Perhaps a fish you are interested in breeding? A type of ram or apisto might be good, and some cories or plecos for the bottom.


----------



## Dis (Apr 16, 2010)

The power filter won't do the shrimps any favours. They would get sucked up, maybe not the Amano's, not sure though.


----------



## mistersprinkles (Nov 4, 2013)

Dis said:


> The power filter won't do the shrimps any favours. They would get sucked up, maybe not the Amano's, not sure though.












Pre-filter sponge will solve that.


----------



## pyrrolin (Jan 11, 2012)

Either of the fish would be nice, rainbows or denizens but they are both schooling fish I believe, I know rainbows are so have a few of them. Not sure if you would want just one type or both though

You can also get more of your tetras and rasboras to make the schools bigger.

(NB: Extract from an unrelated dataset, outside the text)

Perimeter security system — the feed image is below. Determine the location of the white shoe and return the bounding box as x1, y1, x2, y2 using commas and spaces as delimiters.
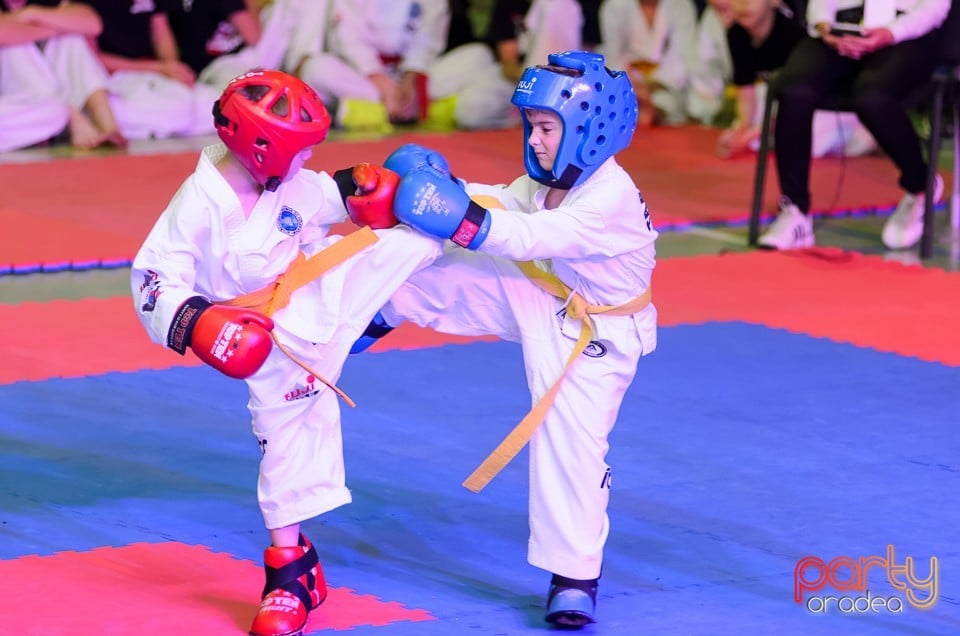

shrimp breeding would be a bit of a problem

Tank looks very promising


----------



## Tino (Sep 10, 2012)

Nice tank, your ideas about the denison barbs and Bosemanis is a good one, alternatively I'd recommend a couple of juvenile Angelfish, or some Pearl Gouramis, maybe even a pair of German rams as well.


----------



## mistersprinkles (Nov 4, 2013)

Tino said:


> Nice tank, your ideas about the denison barbs and Bosemanis is a good one, alternatively I'd recommend a couple of juvenile Angelfish, or some Pearl Gouramis, maybe even a pair of German rams as well.


If you don't mind a heavily stocked tank and very frequent water changes, you could add a group of denison barbs, a pair of angels, and a pair of rams.


----------



## colio (Dec 8, 2012)

Most of your current s\fish seem pretty shrimp friendly, except the flying foxes, who will likely eat the shrimp when they get bigger. However, neither Denisoni barbs or Boesemani rainbows are very shrimp friendly shrimp.

I love the Denisons barbs and spent a lot of time researching them before deciding on a different direction for a tank (which I may still change my mind on). However, I am not sure your 65 is the best choice for them, as they prefer space to swim (a 48 inch tank is often recommended) and also enjoy some current in the water. 

The boesemani's would go very nice. A favorite of mine, very attractive and peaceful. 

As an alternative, you can always make your existing schools larger, which adds a lot to the display. This would be the best solution if you really want shrimp. Otherwise they can be an expensive snacks. 

And for what it is worth, the suggestion of a peal gourami (or a group of 3) would be very nice. i've always like Peals. although I have never kept them (I have a very shy oplaine gourami in my 65).


----------



## darkangel66n (May 15, 2013)

I would recommend against the boesmani in my experience. The group I have while not aggressive will eat smaller fish. feeder guppies or mollies are no problem for them.


----------



## Norman (Feb 13, 2011)

I found that the rainbows were too fast for my Angels and intimidated them. I had one chase them around the tank. The Denison barb are terrific but yes a longer tank is better as they grow to be quite large. All of the above would eat your shrimp though..


----------